Source - Alliance News

Inspecs Group PLC on Thursday said Chair Ian MacLaurin will retire his role on December 1 as the Bath, England-based eyewear company expects revenue to weaken amid deteriorating German and French economies.

Inspecs shares plummeted 53% to 54.00 pence each in London on Thursday afternoon.

Chief Executive Officer & Founder Robin Totterman will become executive chair on December 1. Outgoing Chair MacLaurin has been chair since 2017 and was chair of Tesco PLC from 1985 to 1997 and Vodafone Group PLC chair from 1999 to 2006.

The firm expects revenue to have grown 2.8% in the nine months to September 30 to $190.2 million, from $185.0 million a year prior. On constant currency, growth would have been 9.8% to $203.0 million.

Excluding its £6.2 million acquisition of Ego Eyewear Ltd in December 2021, revenue would be 3.0% lower at £179.4 million or 3.7% higher on constant currency at £191.8 million.

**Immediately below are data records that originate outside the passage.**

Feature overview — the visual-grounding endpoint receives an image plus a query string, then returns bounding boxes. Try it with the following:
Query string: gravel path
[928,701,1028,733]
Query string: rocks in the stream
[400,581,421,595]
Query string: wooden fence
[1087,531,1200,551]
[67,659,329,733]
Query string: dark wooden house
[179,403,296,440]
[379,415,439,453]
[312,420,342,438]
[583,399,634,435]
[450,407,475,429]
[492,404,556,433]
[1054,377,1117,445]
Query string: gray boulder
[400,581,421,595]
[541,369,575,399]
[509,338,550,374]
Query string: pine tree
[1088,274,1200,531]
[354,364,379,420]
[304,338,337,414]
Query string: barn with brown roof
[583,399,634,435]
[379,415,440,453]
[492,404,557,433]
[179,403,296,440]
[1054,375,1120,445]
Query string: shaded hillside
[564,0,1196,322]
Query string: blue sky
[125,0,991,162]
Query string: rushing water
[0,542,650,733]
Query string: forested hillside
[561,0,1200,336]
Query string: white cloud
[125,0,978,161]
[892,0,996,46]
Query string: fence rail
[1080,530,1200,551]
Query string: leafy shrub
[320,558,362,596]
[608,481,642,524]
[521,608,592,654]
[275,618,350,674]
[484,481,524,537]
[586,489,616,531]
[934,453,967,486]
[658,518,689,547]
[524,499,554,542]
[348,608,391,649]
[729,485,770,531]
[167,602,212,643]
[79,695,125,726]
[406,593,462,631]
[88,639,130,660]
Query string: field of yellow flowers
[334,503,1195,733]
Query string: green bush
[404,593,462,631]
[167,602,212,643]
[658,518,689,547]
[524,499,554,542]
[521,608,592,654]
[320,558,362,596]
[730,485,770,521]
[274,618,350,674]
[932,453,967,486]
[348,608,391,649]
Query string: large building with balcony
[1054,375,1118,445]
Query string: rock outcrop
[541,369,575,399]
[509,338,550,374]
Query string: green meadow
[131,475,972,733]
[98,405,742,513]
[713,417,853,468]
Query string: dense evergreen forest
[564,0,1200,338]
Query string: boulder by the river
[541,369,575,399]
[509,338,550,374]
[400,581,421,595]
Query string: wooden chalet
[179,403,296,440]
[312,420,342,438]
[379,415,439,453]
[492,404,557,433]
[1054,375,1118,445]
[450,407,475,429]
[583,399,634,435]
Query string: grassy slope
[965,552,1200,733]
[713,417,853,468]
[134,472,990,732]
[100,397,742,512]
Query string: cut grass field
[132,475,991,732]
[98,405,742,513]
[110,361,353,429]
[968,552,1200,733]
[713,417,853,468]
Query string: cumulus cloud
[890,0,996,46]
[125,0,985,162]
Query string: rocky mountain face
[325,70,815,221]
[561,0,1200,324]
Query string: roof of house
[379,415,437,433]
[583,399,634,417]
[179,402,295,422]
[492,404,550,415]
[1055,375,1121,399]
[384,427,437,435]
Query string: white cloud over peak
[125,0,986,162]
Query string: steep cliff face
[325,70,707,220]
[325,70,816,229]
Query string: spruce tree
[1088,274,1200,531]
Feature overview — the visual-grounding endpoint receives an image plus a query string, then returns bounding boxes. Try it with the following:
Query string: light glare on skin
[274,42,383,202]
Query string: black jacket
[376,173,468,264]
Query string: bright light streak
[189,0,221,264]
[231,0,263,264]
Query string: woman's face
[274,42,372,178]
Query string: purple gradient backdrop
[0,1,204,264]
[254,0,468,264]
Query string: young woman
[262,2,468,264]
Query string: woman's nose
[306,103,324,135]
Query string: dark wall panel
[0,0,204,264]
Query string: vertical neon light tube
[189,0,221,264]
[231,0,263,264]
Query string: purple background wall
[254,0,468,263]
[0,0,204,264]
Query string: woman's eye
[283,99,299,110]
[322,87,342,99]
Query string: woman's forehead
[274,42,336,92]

However, its outlook for the period from October is pessimistic: ‘In Europe, in particular Germany, both the macro-economic climate and consumer confidence have deteriorated sharply since September 2022. German consumer confidence is now at a 25-year low and this is reflected in the order intake that is significantly down on the previous year. The group’s expectation is that the German and French markets will remain weak into the first half of 2023.’